Fig. 11 shows all the temperature variations from the top surfaces of the slabs to the bottom parts of the piles, and some of the observations are described as follows. First, the temperatures generated by the solar radiations can be transferred through about 1.7 m height deck and abutment to the top part of the pile. However, the temperatures show negligible variations along the piles to the bottom section. Second, the temperature variations in the soils, e.g., curve No. 7, are more constant with the soil going deeper, even though they may be slightly influenced by the environments near the ground. For example, the temperatures in soils could be higher than those in the slabs and bents during the winter seasons, such as curve No.4. Fig. 12 shows the best curve fitting relationships between the measured bridge and air temperatures, where the former one is considered as the average results between the readings from the sensors at the bent’s top and slab’s bottom surfaces. It can be observed that the bridge and air temperatures are almost linearly correlated in the middle temperature range, while the polynomial curve shows better results in the lower and higher temperature ranges. This conclusion justifies one of the statements discussed above that it is able to predict the bridge’s uniformly varying temperatures using the air temperatures.

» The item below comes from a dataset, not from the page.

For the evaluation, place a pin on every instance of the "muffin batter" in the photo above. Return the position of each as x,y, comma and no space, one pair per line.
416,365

Fig. 9. Measured hourly-varying temperatures of bridge slabs.
For reinforced concrete structures, the strains in the steel rebar and surrounding concrete should be the same prior to the cracking of the concrete due to the strain compatibility. Generally speaking, the concrete is weak in tension, and the corresponding strength is about 10% of its compressive strength. When in compression, however, the concrete can sustain up to about 300 microstrains before failures for general concrete materials adopted in bridge engineering. Fig. 13 shows one representative readings of a strain gage at the Bent5 top rebar location. The highly-varying strain variations can be observed, and the long term seasonal trends show a negative correlation with the temperature changes. In addition, the calculated thermal stresses change during the temperature decrease of 35 °C (63 °F), if using the maximum measurement of 100 microstrain, would induce a stress change of 2.49 MPa (360 psi). This value is about 9% of the concrete compressive strength. In this sense, the top surface of the bent has a possibility of cracking due to the temperature variations alone since the slab–bent–pile connection joint is integrally constructed. Similarly, another reading of the representative gage embedded in the bottom parts of the Span5 slab is shown in Fig. 13. The induced compressive thermal stress variation, if using the 50 microstrains, is about 4% of the compression strength during the monitored periods.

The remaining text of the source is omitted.